Nos atendimentos Gui expressava seus conflitos com relação às figuras parentais e à instabilidade em que vivia. Respondia rapidamente às interpretações. Por exemplo, em uma sessão em que foi interpretada à Gui a raiva que sentia do pai e a vontade de ficar em seu lugar Gui jogou-se ao chão dizendo que havia morrido. Entendemos essa atitude como representando uma fantasia de mutilação decorrente de sentimento de culpa por desejar o lugar do pai.

Consideramos que Gui pôde aproveitar de maneira significativa o processo terapêutico, principalmente durante o primeiro semestre, mostrando melhoras significativas em seu comportamento tanto em casa, com a mãe, quanto na creche.

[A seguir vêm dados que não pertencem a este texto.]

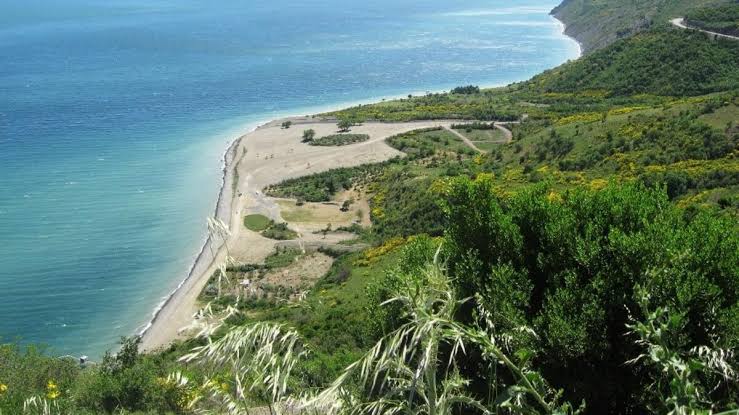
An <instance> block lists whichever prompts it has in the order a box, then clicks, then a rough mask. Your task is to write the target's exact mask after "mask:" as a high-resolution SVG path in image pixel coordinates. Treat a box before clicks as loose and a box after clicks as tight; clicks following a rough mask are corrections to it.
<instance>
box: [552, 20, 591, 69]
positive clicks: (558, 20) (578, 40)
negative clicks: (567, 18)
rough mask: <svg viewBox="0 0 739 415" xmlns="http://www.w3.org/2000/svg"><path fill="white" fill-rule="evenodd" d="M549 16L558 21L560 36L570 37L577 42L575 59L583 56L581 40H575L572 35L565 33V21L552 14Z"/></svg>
mask: <svg viewBox="0 0 739 415" xmlns="http://www.w3.org/2000/svg"><path fill="white" fill-rule="evenodd" d="M550 16H551V17H552V19H554V20H556V21H557V22H558V23H559V25H560V26H561V27H562V30H561V31H560V34H561V35H562V36H564V37H566V38H568V39H571V40H572V41H573V42H575V43H576V44H577V57H576V58H575V59H580V58H582V57H583V54H584V52H583V51H584V49H583V45H582V42H580V41H579V40H577V39H576V38H575V37H574V36H570V35H568V34H567V23H565V22H564V21H562V20H560V19H559V18H558V17H557V16H556V15H554V14H550Z"/></svg>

A partir de outubro Gui começou a faltar muito aos atendimentos: de vinte sessões compareceu em apenas oito.

Durante esse período aconteceu mais uma mudança na vida de Gui e sua mãe, o que certamente desorganizou a rotina da família dificultando o comparecimento à Clínica. Sua mãe resolveu assumir na justiça os cuidados de um menino de três anos, que acreditava ser filho de seu marido com outra mulher. A mãe dessa criança dizia que não queria mais o menino, e que se a mãe de Gui não o assumisse ela o abandonaria. Gui presenciou as conversas de sua mãe com a outra mulher, e também a audiência na qual o juiz entregou a guarda da criança para sua mãe.

A nova situação familiar e as contínuas faltas à psicoterapia contribuíram para que Gui voltasse a apresentar os comportamentos de agressividade na creche e enurese noturna. Isso aconteceu, provavelmente pelo fato de Gui sentir-se novamente vivendo em grande instabilidade, perdendo novamente algo importante para ele: a psicoterapia, que era uma das poucas experiências estáveis e organizadoras que tinha em sua vida. Nas sessões Gui podia sentir-se seguro, pois sabia que na próxima semana voltaria e tudo estaria como antes, ele poderia dar continuidade e conseqüentemente significados às suas vivências.

Quando as faltas começaram a ficar freqüentes, Gui apresentava muita dificuldade em encerrar a sessão, e suas brincadeiras mostravam o quanto sentia que sua terapia estava ameaçada. Brincava de andar de ônibus, mas o ônibus que o levaria à PUC nunca chegava ao ponto de ônibus, e quando chegava passava direto, o motorista não respondia ao seu sinal de parar.

Mesmo após novo contato com a mãe, na qual foi reforçada a importância da terapia para Gui e a dificuldade que as faltas estavam trazendo ao atendimento, Gui continuou faltando. Após as férias da Clínica em janeiro de 2004, Gui não retornou aos atendimentos, então o mesmo foi encerrado por faltas.

O atendimento psicológico de crianças como Gui é muito importante como uma experiência organizadora, contribuindo para um desenvolvimento psíquico saudável. No entanto, sentimos a necessidade de pensarmos como o atendimento poderia ser feito, como poderíamos envolver a família no tratamento e diminuir a probabilidade de abandono.

BIBLIOGRAFIA

KLEIN, Melanie (1970) Contribuições a Psicanálise, Mestre Jou, São Paulo.